I won’t do any barbell work for about 4-6 weeks. I will write more about what exactly I am doing in the logs to come.

In terms of the shit I need to fix with my body:

1) keep getting my low back better. Obviously it was good to go for the meet but one side is was still feeling a little weird the whole meet cycle so I’ll keep working on it at Hybrid Performance and with low back work in the gym

2) Deez elbows. They hurt.

Which rolls into

3) My shoulder posture. I have those really smushed forward, rounded shoulders. Which has been fine for deadlifting but total shit for everything else. As you can see from my squat videos, my elbows are on a different plane of existence than the rest of my body. So a lot of my elbow issues are probably stemming from that. If I fix the shoulders, it will hopefully be a triple whammy- less elbow pain, better back tightness for squatting, better shoulder smushing together for benching.

Apparently I also have thoracic park syndrome which is why my arms and hands go numb on the reg.

Ok it’s actually called thoracic outlet syndrome aka Jurassic outlet syndrome which is what I thought happened at a dinosaur park when someone turns the power off and the dinosaurs become DINEosaurs.

Tyrel at Hybrid Performance will be SHOULDERING that responsibility.

parents at meet

Bonus picture of my mom reading and my dad playing scrabble on his phone at the meet

 

Other points of relevance

This training cycle around, we will try to do more with less weight. As Dave put it, we want to get the best results using the least amount of weight. He thinks that I could have gotten to the same level of strength for the meet without benching 315 or squatting 500 (or over with reverse bands) in training but the issue was my confidence. That I needed to hit those to mentally be prepared to handle the same or more at the meet. I need to be able to be confident that I am getting stronger without actually hitting close to what I might hit in a meet. Another aspect to that is having indicator lifts that act as a gauge of where your main lifts are and I am still working on figuring those out.

I remember between my second and third bench attempts when we were trying to figure out what to do after missing my second, Dave thought we should take it to 315. He asked if I thought I could do it because if not, we should just pass on third attempts. I was fucking mad and would have taken pretty much anything at the time but I remember telling him “Yes. I’ve already fucking done it”. I want to be able to say that without actually having touched the weight.
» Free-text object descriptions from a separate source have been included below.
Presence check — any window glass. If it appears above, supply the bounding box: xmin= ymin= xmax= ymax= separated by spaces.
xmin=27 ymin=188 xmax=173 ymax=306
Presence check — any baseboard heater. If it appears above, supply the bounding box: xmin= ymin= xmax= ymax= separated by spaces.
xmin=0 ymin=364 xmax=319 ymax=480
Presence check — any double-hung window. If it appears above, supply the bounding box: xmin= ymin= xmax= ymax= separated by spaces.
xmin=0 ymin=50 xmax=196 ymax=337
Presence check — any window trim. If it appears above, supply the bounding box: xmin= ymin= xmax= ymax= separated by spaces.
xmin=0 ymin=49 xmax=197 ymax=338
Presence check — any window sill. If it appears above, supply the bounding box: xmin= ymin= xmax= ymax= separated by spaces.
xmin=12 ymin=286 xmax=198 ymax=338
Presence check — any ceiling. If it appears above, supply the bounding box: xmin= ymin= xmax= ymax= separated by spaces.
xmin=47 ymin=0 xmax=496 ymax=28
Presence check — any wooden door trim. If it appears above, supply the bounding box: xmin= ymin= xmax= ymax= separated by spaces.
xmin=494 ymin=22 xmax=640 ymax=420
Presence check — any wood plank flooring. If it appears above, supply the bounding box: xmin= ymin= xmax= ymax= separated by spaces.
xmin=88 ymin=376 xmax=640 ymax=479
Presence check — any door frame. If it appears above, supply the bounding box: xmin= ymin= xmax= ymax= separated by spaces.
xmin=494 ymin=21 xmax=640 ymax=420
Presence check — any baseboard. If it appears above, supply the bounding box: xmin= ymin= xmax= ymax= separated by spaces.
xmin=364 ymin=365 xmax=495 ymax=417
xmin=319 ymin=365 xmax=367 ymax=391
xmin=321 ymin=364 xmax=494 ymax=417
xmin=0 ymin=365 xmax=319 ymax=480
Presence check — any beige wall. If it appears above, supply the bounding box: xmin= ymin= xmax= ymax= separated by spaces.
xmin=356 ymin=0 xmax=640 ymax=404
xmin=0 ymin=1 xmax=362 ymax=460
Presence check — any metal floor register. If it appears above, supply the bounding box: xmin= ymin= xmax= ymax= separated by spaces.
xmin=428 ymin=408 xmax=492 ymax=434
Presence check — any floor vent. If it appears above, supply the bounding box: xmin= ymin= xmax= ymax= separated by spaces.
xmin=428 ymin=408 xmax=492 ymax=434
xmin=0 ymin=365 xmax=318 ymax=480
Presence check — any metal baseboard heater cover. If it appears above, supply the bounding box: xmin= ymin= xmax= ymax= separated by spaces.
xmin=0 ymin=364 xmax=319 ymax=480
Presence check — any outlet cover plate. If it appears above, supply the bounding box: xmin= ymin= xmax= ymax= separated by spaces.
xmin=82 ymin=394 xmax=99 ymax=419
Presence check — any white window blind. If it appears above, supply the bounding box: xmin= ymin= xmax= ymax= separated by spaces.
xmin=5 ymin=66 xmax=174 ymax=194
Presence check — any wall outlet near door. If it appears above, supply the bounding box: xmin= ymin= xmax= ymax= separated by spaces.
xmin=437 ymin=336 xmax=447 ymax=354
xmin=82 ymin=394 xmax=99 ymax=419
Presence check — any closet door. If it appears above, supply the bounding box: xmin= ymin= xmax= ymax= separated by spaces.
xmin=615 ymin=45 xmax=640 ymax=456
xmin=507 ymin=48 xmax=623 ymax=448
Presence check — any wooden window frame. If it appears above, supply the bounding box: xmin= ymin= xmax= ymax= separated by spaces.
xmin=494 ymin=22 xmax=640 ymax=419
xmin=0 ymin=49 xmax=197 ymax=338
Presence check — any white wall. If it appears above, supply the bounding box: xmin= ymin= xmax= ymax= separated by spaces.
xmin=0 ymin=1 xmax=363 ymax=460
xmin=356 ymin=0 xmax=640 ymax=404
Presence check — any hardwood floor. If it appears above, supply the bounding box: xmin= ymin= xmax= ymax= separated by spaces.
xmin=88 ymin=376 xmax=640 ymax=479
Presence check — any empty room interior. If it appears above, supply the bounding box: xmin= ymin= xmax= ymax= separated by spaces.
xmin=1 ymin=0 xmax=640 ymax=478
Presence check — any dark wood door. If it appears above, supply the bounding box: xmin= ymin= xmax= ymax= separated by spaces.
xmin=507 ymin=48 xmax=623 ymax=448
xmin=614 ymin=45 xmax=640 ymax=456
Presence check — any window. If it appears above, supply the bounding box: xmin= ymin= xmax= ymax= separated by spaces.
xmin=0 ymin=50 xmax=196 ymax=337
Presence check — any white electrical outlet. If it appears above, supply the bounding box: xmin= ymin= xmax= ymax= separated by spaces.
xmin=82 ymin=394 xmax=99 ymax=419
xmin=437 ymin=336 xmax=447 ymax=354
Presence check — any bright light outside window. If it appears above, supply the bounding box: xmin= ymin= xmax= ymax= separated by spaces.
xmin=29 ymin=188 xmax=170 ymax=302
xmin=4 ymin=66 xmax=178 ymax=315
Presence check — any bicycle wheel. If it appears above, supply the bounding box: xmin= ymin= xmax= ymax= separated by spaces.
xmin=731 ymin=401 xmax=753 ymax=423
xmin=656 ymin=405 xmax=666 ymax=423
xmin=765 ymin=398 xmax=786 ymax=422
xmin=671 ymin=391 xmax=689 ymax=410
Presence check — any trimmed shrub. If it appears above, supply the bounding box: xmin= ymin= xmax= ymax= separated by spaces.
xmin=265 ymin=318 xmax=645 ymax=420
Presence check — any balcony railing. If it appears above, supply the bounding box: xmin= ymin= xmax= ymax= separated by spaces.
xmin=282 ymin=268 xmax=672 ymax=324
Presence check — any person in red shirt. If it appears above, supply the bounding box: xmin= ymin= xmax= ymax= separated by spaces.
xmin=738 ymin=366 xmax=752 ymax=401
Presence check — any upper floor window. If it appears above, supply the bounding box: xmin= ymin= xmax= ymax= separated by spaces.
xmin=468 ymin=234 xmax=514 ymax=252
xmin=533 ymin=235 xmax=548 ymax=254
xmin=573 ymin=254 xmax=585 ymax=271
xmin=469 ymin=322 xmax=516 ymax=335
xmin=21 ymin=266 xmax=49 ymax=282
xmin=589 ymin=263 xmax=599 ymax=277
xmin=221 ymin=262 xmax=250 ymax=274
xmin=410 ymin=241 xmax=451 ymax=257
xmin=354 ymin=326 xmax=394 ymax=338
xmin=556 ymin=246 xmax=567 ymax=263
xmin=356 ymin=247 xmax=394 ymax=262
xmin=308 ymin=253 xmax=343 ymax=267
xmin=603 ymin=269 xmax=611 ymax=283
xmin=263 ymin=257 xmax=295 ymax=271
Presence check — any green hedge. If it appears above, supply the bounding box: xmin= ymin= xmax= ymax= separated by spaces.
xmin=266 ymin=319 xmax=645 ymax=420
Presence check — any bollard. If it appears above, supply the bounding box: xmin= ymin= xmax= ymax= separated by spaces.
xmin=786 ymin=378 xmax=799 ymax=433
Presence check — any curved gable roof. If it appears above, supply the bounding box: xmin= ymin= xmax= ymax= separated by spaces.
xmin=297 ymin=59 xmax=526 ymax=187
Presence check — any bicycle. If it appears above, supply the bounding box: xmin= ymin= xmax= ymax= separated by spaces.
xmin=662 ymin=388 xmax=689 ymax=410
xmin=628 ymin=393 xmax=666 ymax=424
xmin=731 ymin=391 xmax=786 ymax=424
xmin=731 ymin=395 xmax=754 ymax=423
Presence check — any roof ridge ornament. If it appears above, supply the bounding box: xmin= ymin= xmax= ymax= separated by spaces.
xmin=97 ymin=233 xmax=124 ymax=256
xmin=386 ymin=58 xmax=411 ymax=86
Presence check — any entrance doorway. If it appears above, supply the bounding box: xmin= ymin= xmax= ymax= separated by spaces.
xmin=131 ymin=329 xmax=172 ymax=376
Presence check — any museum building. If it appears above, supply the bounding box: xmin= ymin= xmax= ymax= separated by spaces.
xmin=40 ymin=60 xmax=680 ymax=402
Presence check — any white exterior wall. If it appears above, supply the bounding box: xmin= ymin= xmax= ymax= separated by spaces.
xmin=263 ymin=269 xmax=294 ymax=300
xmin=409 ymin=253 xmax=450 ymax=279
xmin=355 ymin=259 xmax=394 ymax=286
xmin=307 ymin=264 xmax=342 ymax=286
Get to the point where I’ve already done it mentally.

It’s hard for me to gauge where I am with those mental aspects because I only know what I have experienced. So I don’t always know what in my mentality needs to change or how to base my training on where I am at. I am not very cognizant of the fact that I needed to hit certain weights in training to feel good about them at the meet. But Dave knows it and made decisions accordingly. That’s also a commonly overlooked aspect of great coaching- being able to assess, guide, and make decisions based on your lifter’s mental state. It doesn’t necessarily mean amp up your lifters or dial them back if they are getting over excited. But know how to program based on where they are in their mental development as a lifter.